Le 17 mars 2011, pointé à seulement 15 milles des côtes brésiliennes, le « challenger » repasse en négatif. Encalminé pendant un peu plus de 24h dans du vent erratique de 4 à 6 noeuds, le trimaran retrouve l'hémisphère Nord dimanche 20 mars 2011 au matin, après 49 jours 22 heures 12 minutes et 32 secondes de course.
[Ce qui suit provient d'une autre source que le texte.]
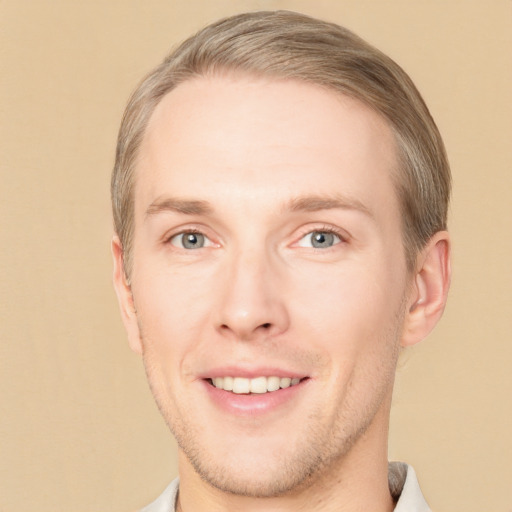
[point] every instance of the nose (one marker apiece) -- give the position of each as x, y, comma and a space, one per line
252, 298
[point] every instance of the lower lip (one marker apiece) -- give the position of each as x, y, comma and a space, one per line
254, 403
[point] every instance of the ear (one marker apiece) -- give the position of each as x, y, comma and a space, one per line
429, 289
125, 297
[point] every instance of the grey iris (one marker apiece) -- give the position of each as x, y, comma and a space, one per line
193, 240
321, 239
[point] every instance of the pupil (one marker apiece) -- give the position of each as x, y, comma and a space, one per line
193, 241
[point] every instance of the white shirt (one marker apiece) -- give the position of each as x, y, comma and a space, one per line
403, 485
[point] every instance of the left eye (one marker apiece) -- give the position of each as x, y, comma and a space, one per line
190, 240
319, 240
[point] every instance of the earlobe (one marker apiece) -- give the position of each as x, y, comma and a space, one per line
125, 297
429, 289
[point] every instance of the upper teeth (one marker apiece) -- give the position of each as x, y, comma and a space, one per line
241, 385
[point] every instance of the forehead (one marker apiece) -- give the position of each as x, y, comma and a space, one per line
240, 132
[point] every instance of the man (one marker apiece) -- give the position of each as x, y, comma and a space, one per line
280, 196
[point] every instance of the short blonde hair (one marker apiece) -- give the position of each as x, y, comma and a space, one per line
288, 45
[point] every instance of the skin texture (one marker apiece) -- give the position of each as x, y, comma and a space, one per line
256, 166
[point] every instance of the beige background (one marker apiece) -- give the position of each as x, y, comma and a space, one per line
78, 428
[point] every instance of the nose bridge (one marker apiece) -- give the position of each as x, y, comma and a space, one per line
251, 303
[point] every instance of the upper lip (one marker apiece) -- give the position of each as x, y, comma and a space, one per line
251, 373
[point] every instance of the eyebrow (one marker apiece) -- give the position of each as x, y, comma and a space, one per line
310, 203
183, 206
316, 203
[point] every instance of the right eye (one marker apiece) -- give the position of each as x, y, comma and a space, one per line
190, 240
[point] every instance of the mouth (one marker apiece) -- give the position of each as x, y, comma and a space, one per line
256, 385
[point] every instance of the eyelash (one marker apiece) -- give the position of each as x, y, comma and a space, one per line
322, 229
326, 229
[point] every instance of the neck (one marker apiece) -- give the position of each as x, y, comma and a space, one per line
357, 481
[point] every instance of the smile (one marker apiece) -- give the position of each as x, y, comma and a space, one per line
258, 385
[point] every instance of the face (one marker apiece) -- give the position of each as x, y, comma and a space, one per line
269, 278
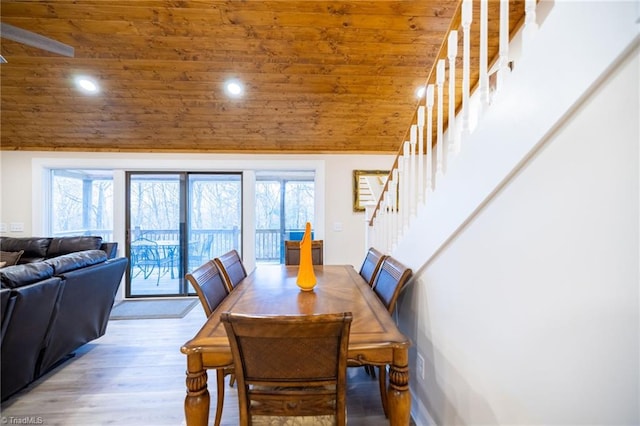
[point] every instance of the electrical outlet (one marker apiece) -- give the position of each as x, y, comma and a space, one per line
420, 366
16, 227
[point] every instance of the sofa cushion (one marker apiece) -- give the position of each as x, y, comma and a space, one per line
65, 245
10, 257
35, 248
20, 275
76, 260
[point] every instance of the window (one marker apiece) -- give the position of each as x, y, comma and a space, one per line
81, 203
285, 202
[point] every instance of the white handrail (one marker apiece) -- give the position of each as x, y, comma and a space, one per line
416, 172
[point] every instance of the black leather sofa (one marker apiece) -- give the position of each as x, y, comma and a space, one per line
57, 298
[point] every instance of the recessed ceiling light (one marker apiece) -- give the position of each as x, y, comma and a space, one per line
234, 88
87, 85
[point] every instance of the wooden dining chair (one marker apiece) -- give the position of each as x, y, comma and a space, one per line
371, 265
290, 366
231, 267
211, 289
292, 252
387, 285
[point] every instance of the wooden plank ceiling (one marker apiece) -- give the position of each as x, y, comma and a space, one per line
319, 76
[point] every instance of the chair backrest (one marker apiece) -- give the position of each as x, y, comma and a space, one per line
290, 365
209, 286
292, 252
389, 281
371, 265
231, 267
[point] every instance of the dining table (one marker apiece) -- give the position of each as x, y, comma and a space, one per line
374, 339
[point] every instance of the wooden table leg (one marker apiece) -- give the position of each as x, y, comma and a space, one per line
399, 398
196, 403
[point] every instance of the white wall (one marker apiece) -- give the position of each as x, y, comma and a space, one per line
529, 313
22, 195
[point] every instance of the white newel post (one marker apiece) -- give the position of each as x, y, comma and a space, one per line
452, 52
467, 10
421, 155
439, 138
484, 72
430, 100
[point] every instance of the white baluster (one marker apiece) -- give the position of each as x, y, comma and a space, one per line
484, 73
429, 146
414, 169
439, 138
452, 52
405, 183
420, 155
503, 49
467, 11
530, 21
393, 202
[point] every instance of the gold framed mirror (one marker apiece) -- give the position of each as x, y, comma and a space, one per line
367, 187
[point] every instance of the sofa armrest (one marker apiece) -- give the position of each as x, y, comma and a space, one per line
111, 248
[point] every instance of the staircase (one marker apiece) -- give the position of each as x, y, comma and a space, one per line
448, 168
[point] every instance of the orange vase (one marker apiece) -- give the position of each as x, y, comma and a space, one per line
306, 278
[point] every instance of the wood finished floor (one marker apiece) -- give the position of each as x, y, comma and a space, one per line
135, 375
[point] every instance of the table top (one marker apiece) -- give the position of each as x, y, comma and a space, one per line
272, 290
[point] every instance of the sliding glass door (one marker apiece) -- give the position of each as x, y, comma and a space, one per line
284, 204
176, 222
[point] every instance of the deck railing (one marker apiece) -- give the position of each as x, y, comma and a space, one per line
448, 115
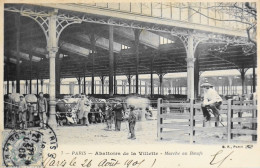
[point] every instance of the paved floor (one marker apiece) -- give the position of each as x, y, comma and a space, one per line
146, 132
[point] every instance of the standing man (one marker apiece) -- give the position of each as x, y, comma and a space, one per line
212, 101
83, 111
118, 115
132, 120
22, 111
8, 110
42, 109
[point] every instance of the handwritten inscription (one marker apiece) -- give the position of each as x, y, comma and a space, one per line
53, 161
219, 158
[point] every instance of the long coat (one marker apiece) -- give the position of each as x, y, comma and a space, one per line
118, 112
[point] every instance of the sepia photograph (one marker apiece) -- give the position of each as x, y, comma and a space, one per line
127, 74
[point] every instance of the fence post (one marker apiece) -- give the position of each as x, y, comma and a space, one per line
229, 116
254, 125
192, 101
159, 119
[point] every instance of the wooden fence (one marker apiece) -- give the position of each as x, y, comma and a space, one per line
185, 122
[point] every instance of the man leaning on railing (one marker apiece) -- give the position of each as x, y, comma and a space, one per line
212, 101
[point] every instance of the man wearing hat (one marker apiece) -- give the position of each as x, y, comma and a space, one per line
132, 120
212, 101
22, 108
118, 109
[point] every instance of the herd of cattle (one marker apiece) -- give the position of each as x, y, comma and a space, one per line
67, 109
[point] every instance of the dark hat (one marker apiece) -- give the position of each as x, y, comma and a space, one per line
206, 85
131, 107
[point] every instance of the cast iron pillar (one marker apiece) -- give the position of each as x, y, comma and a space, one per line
111, 59
17, 25
137, 33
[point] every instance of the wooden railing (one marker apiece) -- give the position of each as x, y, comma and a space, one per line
190, 125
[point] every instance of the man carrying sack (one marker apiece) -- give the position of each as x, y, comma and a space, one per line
42, 109
212, 101
132, 120
22, 111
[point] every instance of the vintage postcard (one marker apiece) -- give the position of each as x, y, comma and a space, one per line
129, 84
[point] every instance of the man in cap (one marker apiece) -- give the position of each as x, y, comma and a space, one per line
132, 120
22, 109
118, 109
42, 107
212, 101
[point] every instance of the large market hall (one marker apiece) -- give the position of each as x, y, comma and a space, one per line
159, 53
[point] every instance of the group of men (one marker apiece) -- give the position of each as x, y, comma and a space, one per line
115, 112
25, 115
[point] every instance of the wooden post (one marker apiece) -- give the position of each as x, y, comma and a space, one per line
137, 33
93, 49
192, 122
7, 76
229, 118
196, 74
115, 81
57, 71
254, 75
111, 59
159, 119
243, 80
129, 82
41, 85
30, 84
84, 83
254, 125
190, 66
151, 77
17, 25
37, 84
102, 83
52, 47
79, 84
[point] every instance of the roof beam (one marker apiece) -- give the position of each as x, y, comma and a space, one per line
146, 37
101, 42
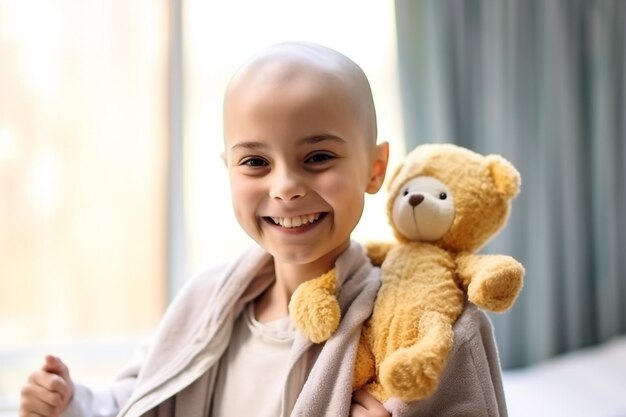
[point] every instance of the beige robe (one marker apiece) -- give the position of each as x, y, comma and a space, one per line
174, 375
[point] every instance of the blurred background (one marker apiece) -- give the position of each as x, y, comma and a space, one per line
113, 193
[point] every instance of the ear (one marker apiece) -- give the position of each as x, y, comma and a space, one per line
379, 167
505, 176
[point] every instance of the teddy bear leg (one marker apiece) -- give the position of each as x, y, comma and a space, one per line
364, 365
314, 308
412, 373
496, 282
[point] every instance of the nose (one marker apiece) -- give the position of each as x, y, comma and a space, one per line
286, 186
416, 199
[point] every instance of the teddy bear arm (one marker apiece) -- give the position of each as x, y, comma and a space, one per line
364, 366
377, 251
492, 282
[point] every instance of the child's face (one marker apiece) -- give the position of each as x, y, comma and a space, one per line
299, 164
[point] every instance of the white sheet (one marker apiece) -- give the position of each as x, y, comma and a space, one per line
589, 383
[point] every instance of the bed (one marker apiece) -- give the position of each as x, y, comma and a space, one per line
590, 382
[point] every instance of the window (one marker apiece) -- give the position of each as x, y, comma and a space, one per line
82, 169
84, 134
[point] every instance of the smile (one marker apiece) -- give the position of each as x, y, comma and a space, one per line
297, 221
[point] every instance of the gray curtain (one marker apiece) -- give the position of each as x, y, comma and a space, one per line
543, 83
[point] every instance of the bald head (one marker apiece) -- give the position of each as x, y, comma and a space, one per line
308, 65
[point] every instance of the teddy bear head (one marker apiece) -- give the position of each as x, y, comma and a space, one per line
451, 196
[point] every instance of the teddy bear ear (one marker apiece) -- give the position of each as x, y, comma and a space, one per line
506, 178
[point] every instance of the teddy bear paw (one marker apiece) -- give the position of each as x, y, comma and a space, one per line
314, 308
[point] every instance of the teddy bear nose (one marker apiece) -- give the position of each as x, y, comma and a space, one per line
415, 199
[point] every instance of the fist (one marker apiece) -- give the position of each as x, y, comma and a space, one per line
48, 390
Thomas a alors 1 jour 19 h et 54 mn d'écart avec Francis Joyon et a parcouru 23 777 milles (19,84 nds de moyenne) depuis Ouessant, soit 1151 milles de plus qu'Idec. Exactement le nombre de milles de retard qu'il avait en passant le Cap de Bonne Espérance, un constat des plus frustrants après tant d'efforts fournis et une trajectoire que les spécialistes admirent. Joli lot de consolation pour le skipper de Sodebo qui s'empare du meilleur chrono entre le Horn et l'équateur en 11 jours 21 heures et 56 minutes soit un peu plus de 16h de mieux qu'Idec en 2008.

* C'est fini
Pour le dernier tronçon du parcours, le timing se retourne contre le chasseur de record. Le coup de pouce souhaité de cette météo si peu conciliante ne vient pas. L'anticyclone barre carrément le chemin vers l'Europe en s'étalant de part et d'autre de l'Océan Atlantique, obligeant Thomas à allonger encore la route, taillant dans le Nord-Ouest quand Francis était monté directement vers les Açores.
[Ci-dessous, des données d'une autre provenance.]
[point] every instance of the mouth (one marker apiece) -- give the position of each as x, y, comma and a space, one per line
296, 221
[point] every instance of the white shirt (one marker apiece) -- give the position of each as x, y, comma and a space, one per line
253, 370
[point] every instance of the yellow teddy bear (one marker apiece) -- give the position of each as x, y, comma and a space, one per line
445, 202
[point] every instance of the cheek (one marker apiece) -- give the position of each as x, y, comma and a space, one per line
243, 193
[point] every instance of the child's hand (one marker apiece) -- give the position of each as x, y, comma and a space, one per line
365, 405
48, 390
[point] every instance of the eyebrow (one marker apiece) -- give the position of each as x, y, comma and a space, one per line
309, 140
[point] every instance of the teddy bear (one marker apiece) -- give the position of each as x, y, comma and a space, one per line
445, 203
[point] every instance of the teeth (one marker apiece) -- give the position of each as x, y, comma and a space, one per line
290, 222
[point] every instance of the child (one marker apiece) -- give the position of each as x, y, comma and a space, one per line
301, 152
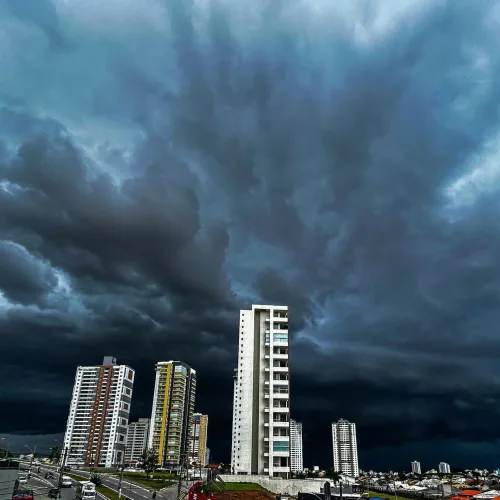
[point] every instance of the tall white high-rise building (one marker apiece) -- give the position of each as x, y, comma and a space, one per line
415, 467
444, 468
198, 440
137, 440
345, 448
98, 417
261, 404
296, 459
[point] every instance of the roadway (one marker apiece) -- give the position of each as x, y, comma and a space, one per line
129, 490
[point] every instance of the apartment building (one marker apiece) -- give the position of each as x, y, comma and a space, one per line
99, 413
261, 401
444, 468
345, 448
296, 459
137, 440
172, 413
198, 440
415, 467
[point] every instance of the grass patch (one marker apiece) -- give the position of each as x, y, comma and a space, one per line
159, 481
155, 483
235, 487
156, 475
107, 492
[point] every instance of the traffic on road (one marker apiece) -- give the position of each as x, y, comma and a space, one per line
44, 484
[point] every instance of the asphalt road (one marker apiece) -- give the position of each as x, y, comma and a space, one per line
129, 490
41, 486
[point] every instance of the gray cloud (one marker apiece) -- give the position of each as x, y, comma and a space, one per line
162, 167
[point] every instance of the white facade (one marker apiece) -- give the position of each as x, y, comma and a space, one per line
296, 459
345, 448
444, 468
137, 440
99, 412
261, 404
415, 467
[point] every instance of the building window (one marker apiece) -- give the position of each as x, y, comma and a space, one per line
280, 338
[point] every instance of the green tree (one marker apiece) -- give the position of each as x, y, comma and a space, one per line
96, 479
334, 475
149, 461
55, 454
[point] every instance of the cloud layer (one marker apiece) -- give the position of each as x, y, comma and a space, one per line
164, 164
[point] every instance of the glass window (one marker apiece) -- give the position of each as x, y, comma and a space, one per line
280, 337
280, 445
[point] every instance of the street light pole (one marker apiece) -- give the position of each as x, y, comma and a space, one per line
61, 470
120, 481
33, 451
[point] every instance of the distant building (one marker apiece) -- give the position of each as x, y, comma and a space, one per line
198, 441
444, 468
172, 413
296, 459
345, 448
137, 440
415, 467
98, 417
261, 401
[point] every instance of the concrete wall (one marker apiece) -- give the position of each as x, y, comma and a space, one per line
281, 486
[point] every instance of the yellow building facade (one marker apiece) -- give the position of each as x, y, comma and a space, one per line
172, 413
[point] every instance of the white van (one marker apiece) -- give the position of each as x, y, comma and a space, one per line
66, 482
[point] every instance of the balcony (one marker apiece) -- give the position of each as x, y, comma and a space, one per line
281, 469
281, 424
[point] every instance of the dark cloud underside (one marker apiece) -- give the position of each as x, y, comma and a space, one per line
164, 164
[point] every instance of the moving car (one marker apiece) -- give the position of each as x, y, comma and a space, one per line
66, 482
85, 490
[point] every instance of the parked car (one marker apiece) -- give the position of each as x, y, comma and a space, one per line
23, 495
66, 482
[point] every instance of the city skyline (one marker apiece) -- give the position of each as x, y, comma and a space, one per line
165, 164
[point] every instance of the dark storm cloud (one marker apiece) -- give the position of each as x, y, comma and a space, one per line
176, 161
23, 278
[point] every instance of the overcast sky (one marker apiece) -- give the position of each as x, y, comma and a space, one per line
165, 163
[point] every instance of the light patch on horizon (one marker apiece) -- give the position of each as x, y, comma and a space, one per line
482, 177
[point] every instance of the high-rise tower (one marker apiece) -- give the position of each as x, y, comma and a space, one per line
173, 408
345, 448
261, 404
198, 440
98, 417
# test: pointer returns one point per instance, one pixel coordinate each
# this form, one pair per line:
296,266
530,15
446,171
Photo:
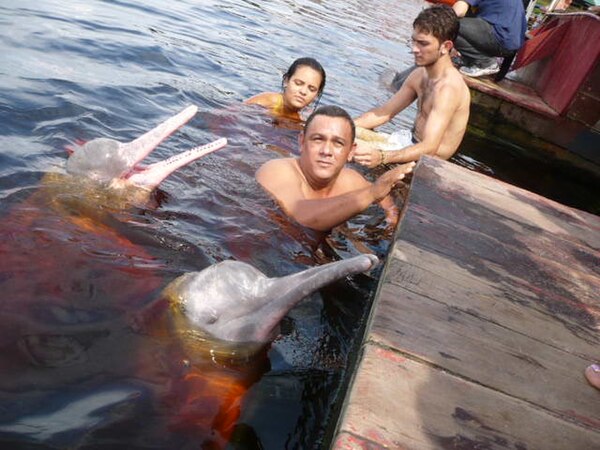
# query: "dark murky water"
72,71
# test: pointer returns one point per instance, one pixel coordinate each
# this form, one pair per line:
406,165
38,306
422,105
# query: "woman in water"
302,84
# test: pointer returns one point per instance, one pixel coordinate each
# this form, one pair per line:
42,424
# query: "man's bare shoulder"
350,180
455,87
277,167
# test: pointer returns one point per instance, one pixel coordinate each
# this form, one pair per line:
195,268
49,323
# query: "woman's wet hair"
332,111
440,21
309,62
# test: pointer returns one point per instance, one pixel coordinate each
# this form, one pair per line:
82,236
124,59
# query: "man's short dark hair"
332,111
440,21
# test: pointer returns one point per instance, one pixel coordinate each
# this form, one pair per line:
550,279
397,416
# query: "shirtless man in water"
316,189
443,97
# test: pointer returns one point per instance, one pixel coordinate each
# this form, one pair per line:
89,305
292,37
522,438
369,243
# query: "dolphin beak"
136,150
152,175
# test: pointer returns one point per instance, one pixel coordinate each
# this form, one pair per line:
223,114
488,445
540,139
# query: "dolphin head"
235,302
118,165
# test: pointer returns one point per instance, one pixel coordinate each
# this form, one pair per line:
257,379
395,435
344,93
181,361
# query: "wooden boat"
550,98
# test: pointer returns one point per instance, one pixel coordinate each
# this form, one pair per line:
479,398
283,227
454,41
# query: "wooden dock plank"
487,353
398,403
510,305
487,313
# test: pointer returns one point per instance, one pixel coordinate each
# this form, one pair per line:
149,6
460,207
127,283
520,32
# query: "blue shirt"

Les dépressions traversent très ' trop ' au Nord et la messe est dite. Il n'y aura pas de miracle. Pour sa troisième tentative et son second tour complet en solitaire à bord de Sodebo, Thomas ne pourra pas être à l'heure à Ouessant. Pendant plus de 50 jours, le marin n'a pas démérité, il n'a jamais baissé les bras ni reculé devant une difficulté, quelle qu'elle soit. Comme tous les athlètes, il a passé les caps et surmonté les épreuves les unes après les autres. Il a dessiné avec ses routeurs une route magnifique sur la carte du monde.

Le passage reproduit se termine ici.